I’m having a bad, bad day.

CRUNCH deets:
The house is a mess, kids are already bored, you’ve been hit by a summer cold, and your better half’s on a business trip. Gru’s not the only one about to go off the deep end if he doesn’t get his way… especially if the matinee’s sold out AGAIN.

The Fix:
Flip the switch.

Fix deets:
June’s been our cruelest month this year. It started with a Very Hungry Caterpillar party for our youngest, ended with a SuperHero party for our oldest, and in between I got laid out by a back injury and yet another pesky virus, had to deal with a crotchety old neighbour, attended far. too. many end-of-year concerts/field trips/graduation parties, and was shocked by the theft of our beloved double stroller from our porch. At ten o’clock in the morning! And a non-crotchety younger neighbour confronted the guy and he STILL took it and fled. Despicable.
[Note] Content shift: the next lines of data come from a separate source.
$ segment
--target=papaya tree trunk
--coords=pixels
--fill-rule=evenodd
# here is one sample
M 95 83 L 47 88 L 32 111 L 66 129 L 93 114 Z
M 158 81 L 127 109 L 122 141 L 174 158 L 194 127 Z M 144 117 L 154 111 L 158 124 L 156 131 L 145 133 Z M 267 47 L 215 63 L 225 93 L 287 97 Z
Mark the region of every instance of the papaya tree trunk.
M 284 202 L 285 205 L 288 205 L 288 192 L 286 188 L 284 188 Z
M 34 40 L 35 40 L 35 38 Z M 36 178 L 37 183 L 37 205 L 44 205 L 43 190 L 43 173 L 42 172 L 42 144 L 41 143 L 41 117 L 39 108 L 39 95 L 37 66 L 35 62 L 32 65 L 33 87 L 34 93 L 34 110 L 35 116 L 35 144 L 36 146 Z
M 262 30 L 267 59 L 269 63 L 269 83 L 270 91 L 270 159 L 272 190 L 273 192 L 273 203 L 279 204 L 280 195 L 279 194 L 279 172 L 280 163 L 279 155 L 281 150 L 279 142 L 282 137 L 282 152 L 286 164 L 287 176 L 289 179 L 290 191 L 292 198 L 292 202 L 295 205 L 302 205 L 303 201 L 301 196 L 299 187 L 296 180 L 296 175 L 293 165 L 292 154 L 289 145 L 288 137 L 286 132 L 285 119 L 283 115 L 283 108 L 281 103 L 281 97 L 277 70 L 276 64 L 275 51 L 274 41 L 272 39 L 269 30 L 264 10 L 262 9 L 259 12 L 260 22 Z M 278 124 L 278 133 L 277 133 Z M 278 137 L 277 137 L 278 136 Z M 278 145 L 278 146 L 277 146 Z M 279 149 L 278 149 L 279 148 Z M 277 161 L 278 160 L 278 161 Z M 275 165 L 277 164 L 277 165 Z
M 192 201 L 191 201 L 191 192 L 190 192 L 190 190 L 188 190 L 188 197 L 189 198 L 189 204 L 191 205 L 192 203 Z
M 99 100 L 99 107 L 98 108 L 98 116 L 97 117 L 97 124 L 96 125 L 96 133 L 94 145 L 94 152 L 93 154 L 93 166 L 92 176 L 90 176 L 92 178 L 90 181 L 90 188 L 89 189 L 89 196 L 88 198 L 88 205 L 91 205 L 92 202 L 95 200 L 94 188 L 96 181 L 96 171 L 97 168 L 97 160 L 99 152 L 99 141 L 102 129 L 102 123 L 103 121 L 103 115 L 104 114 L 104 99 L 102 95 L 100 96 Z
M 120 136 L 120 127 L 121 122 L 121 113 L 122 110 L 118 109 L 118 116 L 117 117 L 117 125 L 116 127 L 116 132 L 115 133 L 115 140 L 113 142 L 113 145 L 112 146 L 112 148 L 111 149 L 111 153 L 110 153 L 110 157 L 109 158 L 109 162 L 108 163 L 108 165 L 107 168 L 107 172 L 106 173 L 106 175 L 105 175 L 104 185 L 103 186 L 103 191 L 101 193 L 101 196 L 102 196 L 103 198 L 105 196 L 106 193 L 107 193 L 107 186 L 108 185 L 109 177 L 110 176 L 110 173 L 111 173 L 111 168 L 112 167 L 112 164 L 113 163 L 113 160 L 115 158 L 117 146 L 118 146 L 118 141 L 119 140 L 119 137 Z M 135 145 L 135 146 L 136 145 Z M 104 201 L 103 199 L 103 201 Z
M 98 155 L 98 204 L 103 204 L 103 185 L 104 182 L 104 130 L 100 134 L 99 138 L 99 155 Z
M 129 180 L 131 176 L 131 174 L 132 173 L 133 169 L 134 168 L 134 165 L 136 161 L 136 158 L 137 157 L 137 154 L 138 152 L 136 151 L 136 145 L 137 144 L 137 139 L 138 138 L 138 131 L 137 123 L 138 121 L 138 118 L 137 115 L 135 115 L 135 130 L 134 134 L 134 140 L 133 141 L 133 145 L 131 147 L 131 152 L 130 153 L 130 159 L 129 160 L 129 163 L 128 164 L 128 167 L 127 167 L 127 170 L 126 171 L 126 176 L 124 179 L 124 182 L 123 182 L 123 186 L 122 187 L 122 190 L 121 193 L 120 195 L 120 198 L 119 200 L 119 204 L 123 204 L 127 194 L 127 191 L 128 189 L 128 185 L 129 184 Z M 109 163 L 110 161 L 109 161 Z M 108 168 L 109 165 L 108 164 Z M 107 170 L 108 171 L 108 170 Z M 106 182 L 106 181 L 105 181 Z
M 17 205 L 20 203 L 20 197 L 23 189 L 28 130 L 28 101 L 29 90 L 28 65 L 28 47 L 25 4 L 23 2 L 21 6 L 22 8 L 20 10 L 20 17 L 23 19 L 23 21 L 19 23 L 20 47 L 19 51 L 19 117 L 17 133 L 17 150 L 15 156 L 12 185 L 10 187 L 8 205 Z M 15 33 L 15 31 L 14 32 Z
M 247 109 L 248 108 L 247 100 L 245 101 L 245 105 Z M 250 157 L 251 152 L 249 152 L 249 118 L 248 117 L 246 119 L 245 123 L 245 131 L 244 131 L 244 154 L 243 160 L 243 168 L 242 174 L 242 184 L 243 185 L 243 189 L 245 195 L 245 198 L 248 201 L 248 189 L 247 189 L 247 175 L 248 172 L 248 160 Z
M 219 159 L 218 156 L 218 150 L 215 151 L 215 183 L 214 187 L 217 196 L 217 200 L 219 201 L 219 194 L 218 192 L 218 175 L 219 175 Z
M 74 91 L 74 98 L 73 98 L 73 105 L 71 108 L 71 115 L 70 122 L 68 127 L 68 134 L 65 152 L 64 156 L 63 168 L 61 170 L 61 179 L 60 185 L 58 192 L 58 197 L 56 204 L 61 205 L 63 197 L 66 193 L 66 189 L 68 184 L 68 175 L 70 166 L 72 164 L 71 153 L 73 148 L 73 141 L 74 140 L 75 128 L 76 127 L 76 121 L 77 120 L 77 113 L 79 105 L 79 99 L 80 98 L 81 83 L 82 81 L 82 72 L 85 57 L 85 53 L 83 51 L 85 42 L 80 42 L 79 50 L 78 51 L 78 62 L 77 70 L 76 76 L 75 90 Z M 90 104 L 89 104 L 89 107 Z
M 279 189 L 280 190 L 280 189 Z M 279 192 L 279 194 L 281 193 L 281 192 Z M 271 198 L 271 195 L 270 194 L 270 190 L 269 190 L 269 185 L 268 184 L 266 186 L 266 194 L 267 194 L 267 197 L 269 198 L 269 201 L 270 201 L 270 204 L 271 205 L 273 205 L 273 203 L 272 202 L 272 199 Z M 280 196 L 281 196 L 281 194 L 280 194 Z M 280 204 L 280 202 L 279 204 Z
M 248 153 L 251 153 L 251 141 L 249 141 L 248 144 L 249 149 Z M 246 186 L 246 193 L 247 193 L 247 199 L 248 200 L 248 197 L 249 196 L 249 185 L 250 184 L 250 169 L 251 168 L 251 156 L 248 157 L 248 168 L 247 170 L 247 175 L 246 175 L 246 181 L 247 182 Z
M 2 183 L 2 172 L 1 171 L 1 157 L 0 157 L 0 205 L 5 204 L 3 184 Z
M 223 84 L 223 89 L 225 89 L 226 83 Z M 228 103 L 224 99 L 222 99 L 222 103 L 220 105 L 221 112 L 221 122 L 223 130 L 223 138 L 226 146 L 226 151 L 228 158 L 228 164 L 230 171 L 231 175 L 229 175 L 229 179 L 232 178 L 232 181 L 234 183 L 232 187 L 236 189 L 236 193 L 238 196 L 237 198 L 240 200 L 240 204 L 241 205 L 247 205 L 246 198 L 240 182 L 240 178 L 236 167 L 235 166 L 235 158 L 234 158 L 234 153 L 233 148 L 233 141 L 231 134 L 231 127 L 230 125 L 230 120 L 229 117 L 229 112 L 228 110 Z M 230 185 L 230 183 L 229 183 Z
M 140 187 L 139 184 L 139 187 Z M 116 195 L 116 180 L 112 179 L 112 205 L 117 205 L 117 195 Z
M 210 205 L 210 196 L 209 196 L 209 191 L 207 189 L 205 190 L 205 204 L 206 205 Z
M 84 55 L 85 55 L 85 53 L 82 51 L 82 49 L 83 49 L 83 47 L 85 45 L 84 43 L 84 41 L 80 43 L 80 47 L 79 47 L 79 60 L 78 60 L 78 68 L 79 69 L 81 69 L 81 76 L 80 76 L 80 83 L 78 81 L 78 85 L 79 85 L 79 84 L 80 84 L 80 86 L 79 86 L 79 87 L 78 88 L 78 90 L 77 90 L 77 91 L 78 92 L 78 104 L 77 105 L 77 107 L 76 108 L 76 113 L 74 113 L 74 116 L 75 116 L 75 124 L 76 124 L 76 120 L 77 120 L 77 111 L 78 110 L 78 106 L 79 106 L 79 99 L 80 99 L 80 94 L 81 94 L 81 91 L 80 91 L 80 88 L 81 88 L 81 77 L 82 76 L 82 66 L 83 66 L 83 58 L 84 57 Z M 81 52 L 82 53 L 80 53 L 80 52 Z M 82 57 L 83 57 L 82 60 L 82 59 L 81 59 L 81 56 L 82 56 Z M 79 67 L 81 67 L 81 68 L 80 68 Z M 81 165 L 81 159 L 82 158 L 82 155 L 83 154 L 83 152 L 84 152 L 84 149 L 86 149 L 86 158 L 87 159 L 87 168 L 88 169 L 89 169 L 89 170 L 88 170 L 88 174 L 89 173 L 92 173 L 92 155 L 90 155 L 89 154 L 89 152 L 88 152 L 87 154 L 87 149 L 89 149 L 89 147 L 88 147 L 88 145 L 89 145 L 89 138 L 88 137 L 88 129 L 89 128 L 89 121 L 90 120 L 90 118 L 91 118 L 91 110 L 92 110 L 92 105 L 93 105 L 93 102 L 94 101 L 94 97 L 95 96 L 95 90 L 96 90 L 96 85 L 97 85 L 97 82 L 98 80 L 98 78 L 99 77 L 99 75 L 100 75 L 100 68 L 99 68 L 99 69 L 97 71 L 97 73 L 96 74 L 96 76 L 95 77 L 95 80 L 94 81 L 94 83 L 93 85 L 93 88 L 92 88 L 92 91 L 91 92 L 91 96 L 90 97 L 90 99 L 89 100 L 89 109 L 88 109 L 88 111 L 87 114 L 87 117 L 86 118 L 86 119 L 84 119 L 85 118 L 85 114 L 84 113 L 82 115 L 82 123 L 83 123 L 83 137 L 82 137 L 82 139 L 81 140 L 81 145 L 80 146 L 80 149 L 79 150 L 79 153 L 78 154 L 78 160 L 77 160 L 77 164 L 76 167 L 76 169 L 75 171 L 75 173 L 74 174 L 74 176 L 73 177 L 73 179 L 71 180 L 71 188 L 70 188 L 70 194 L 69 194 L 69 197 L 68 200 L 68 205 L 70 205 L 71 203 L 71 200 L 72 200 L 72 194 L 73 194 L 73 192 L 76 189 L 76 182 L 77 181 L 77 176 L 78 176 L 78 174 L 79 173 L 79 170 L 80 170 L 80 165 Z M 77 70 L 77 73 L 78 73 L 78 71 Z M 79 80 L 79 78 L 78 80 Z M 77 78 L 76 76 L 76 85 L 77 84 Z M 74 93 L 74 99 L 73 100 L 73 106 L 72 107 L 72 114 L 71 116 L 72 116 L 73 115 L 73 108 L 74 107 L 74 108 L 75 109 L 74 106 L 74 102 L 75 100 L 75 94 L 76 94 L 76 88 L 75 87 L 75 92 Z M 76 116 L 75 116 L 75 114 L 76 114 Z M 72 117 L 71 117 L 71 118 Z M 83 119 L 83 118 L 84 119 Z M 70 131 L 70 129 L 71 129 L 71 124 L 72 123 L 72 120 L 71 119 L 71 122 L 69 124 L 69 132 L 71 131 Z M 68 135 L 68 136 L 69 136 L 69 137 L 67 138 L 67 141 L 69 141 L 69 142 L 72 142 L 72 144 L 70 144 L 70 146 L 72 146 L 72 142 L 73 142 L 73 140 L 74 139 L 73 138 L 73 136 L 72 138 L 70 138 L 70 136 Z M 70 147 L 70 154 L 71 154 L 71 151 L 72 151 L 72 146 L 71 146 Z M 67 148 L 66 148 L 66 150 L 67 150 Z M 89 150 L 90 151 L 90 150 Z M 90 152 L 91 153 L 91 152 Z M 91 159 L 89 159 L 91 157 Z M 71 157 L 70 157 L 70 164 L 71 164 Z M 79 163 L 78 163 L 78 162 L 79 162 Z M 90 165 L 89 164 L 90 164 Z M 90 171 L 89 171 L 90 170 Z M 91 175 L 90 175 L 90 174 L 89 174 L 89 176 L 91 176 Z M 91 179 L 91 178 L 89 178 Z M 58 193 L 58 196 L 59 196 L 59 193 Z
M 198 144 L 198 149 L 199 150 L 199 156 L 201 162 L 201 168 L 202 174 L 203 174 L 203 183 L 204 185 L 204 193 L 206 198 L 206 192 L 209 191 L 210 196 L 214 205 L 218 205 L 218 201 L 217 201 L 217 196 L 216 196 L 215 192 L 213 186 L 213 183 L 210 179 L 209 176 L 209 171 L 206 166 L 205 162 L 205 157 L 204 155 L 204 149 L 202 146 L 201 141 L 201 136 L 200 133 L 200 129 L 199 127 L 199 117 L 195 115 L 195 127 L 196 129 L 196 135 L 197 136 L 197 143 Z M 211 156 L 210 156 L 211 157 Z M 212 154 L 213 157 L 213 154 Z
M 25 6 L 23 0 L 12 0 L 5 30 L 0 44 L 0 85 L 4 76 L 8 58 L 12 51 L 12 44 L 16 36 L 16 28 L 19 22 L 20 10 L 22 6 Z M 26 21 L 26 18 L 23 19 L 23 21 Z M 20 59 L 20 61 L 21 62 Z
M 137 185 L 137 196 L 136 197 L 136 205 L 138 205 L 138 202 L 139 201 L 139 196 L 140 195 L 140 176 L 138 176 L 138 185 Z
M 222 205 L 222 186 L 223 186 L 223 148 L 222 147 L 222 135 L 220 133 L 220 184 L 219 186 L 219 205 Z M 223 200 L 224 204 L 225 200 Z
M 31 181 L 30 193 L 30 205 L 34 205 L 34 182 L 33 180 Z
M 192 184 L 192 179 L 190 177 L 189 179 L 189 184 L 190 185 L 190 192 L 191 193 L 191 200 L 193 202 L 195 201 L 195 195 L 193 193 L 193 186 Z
So, between the exhaustion and the stress, it’s been kinda hard to stay positive. But, imagine you can hear my big sigh of relief here, it’s now July. So we get a reprieve from the school lunches, school runs, school events, school work… basically from school. I’m taking a minute to smell the fresh-cut grass and enjoy the breeze blowing through the house, and it’s got me thinking about how to break outta the negativity rut. Here’s what to do if you’ve got a frown to turn upside down:

  • Cut back on junky food. Feeling grumpy means less will-power, more chocolate, and a vicious cycle. I always have room for diet tweaking… once the birthday cake’s finished, natch.
  • Sleep. So simple, so effective, and yet so hard for me to convince the night owl within.
  • Reduce the caff and the red. I’ll stick to one morning coffee and skip my nightcap to avoid being crankier than our birthday boy was at his party (definitely a CRUNCH for another day).
  • Amp up the H2O. If I don’t track it, I won’t remember to drink my 05Jul2013adaily seven glasses. Well, I’ll remember, but between “Wow, she just learned to crawl and she made it all the way to the stairs!” and “I need a wipe,” you know what’s getting ignored (Hint: It’s NOT the baby about to attempt her first Everest). I’m not talking a tracking app here peeps, I like to old-school it to keep it simple.
  • Meditate. If I’m extra irritable I’ll stretch for ten minutes beforehand (which also helps my back… gotta love taking out two birds with one yoga ball).
  • Improve that exercise regimen. Seeing as how I worked out a grand total of three times during the month of June, this shouldn’t be too difficult.
  • Lean on… everyone. Hanging out with a friend always makes me feel better, and sending the kids for a sleepover at Grandma’s is a win-win-win.
  • Peruse that positivity journal. Reading something hilarious my kids said a year, or even a month, ago… awesome.
  • Skip the chore chart to get something else done. A recent playdate coincided with a crazy long baby siesta, leaving me relatively child-free for a few hours. My options were to clean yet another toilet or to build the spice rack I’d been dreaming about. It still makes me smile when I walk in the kitchen.
  • Eliminate any triggers that can be controlled. Much like not buying junk food will get you a little further in not eating junk food, not holding onto stuff that gets your back up will help you… not get your back up. It’s as easy as Goodwilling that toy vacuum cleaner that’s louder and more annoying than the real vacuum, or recycling that stack of House & Homes that seem to be laughing at you whenever you walk into your very un-H&H home. For example.
  • Make a rule for when those crummy thoughts start to creep in. Guys, this is THE MOST IMPORTANT thing to keep in your back pocket if you want to flip any bad-habit switch. As in “When I can’t get the stroller-stealer-jerk out of my mind, I’ll go tend to the tomato plants,” or “When my neighbour gives me the stink eye, I’ll start singing with my son,” or even “When I feel sorry for myself because my life is just so hard, I’ll remember Steve Biko.” The list of names with the Cry Freedom credits… gets me every time.

Remember this:
When you’re stuck, it helps to get back to basics by eating right, getting enough sleep, and taking a break. But when the basics aren’t enough, figuring out what distraction techniques will work before the problem hits means you know exactly what to do when it all starts to go downhill. No steamrollers or freeze rays required.